If you're running locally, you'll need to start the Steampipe service (steampipe service start) before running the program that calls this function.

Using a REST call

Here's the second method, using Steampipe Cloud's query API.

func querySpcForRepos() string {
type Result struct {
Items []struct {
Names string `json:"names"`
} `json:"items"`
}
uri := fmt.Sprintf("https://cloud.steampipe.io/api/latest/org/acme/workspace/jon/query?sql=%s", url.PathEscape(query)) //-- use your handle and workspace
req, err := http.NewRequest("GET", uri, nil)
CheckError(err)
req.Header.Add("Authorization", fmt.Sprintf("Bearer %s", os.Getenv("STEAMPIPE_CLOUD_TOKEN")))
resp, err := http.DefaultClient.Do(req)
CheckError(err)
defer resp.Body.Close()
decoder := json.NewDecoder(resp.Body)
var result Result
err = decoder.Decode(&result)
CheckError(err)
return result.Items[0].Names
}

Go's static typing requires us to define a struct into which to decode the JSON response. In a dynamically-typed language like Python that wouldn't be necessary.

The REST call uses a bearer token that's available in your Steampipe Cloud account -- for me, at https://cloud.steampipe.io/user/judell/setting/token.

If we use curl to make that REST call:

curl -H "Authorization: Bearer ${STEAMPIPE_CLOUD_TOKEN}" \
-d sql="with names as ( select replace(full_name, 'turbot/', '') as name from github_my_repository where full_name ~ 'turbot/steampipe-(plugin|mod)' order by full_name ) select array_to_string(array_agg(name), ',') as names from names" \
https://cloud.steampipe.io/api/latest/org/acme/workspace/jon/query

Here's the result:

{"items":[{"names":"steampipe-mod-alicloud-compliance,steampipe-mod-alicloud-insights, ... steampipe-plugin-zendesk,steampipe-plugin-zoom"}]}

The function decodes that into the Result struct and returns the Names property of the zeroth element of Items.
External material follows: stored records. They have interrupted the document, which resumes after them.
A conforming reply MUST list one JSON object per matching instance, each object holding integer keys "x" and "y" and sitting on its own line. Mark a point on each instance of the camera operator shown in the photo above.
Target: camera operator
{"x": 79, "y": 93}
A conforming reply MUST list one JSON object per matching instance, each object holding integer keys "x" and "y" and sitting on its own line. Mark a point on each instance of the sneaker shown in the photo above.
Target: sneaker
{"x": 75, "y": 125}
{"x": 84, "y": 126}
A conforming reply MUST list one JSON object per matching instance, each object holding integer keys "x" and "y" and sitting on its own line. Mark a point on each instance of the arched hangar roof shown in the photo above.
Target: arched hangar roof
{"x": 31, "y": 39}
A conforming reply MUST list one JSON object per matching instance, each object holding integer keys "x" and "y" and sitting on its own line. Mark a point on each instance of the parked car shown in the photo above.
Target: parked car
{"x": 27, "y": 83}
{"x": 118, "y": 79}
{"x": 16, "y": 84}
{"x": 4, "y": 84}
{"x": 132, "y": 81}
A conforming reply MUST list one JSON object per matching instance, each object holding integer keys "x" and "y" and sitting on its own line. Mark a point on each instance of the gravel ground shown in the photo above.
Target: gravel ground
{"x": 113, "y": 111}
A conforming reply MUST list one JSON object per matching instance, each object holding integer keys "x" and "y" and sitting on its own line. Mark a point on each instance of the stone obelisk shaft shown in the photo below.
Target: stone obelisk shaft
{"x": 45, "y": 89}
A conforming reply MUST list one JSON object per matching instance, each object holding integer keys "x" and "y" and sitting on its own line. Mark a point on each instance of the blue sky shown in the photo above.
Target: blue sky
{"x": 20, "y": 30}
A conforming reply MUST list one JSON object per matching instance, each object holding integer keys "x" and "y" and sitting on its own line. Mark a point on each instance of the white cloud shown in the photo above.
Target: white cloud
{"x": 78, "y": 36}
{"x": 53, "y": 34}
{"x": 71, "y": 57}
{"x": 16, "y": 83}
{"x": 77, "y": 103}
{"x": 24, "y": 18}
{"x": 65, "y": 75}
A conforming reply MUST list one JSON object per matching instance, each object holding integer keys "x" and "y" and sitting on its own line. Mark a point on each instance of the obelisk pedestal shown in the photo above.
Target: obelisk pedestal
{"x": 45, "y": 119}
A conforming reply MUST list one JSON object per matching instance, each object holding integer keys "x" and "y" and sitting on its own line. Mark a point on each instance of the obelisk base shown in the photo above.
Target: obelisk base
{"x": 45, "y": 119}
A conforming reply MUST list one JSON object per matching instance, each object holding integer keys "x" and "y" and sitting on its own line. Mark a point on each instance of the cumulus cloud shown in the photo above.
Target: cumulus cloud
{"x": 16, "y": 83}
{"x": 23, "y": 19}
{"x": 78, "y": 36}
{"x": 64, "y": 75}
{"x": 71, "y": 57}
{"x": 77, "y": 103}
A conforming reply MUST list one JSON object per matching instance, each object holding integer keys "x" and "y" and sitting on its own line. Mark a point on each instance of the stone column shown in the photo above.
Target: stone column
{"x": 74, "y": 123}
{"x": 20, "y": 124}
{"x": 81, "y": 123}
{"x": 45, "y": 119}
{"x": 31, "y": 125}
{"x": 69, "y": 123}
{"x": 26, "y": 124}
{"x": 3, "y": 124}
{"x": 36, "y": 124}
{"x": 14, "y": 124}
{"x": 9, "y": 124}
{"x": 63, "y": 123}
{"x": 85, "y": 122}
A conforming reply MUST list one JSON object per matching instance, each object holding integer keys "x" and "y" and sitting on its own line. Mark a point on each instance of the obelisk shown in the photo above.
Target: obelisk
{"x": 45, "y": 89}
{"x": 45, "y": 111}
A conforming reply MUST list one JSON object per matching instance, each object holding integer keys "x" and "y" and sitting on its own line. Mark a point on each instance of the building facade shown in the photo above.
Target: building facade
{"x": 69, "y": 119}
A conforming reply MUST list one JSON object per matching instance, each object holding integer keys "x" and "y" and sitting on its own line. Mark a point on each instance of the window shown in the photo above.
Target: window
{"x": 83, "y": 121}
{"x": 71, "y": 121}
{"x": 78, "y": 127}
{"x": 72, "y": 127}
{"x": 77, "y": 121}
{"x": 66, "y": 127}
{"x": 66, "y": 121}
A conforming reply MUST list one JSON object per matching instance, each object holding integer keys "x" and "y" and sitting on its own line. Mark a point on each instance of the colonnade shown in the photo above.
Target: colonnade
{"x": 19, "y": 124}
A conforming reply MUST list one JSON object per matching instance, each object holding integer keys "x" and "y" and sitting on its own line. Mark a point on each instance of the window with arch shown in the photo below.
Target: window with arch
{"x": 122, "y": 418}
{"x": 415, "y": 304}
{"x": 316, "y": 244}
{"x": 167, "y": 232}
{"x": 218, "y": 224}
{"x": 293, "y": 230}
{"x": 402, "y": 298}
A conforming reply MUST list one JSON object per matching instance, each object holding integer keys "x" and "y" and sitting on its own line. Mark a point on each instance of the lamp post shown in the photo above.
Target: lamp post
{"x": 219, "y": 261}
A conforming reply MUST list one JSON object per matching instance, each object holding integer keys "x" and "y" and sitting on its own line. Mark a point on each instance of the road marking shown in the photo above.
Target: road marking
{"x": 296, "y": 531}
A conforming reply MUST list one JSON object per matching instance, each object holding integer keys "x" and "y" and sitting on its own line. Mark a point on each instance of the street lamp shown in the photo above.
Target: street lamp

Steampipe as a software component

Steampipe is a tool that runs queries and benchmarks on the command line, powers dashboards locally or in the cloud, and embeds into CI/CD pipelines. It's also a software component that you can call from any programming language.

Why do that? As we've seen, Steampipe's plugins can abstract native APIs in a way that makes them simpler to use than the constructs provided by SDKs like github.com/google/go-github. The Steampipe system doesn't just provide a SQL interface to an API, it organizes that interface to make you maximally productive. And it does that using patterns, like the my pattern, that you can learn once and then apply across many APIs.

If you decide that Steampipe is the right tool for the job, which of the two methods we've shown should you use? It's your choice! If you're more comfortable using a database connection, do that. If you'd rather use the Steampipe Cloud API, do that. Either way, you'll get the job done more easily than if you had to use native APIs directly. Give it a try, and let us know how it goes!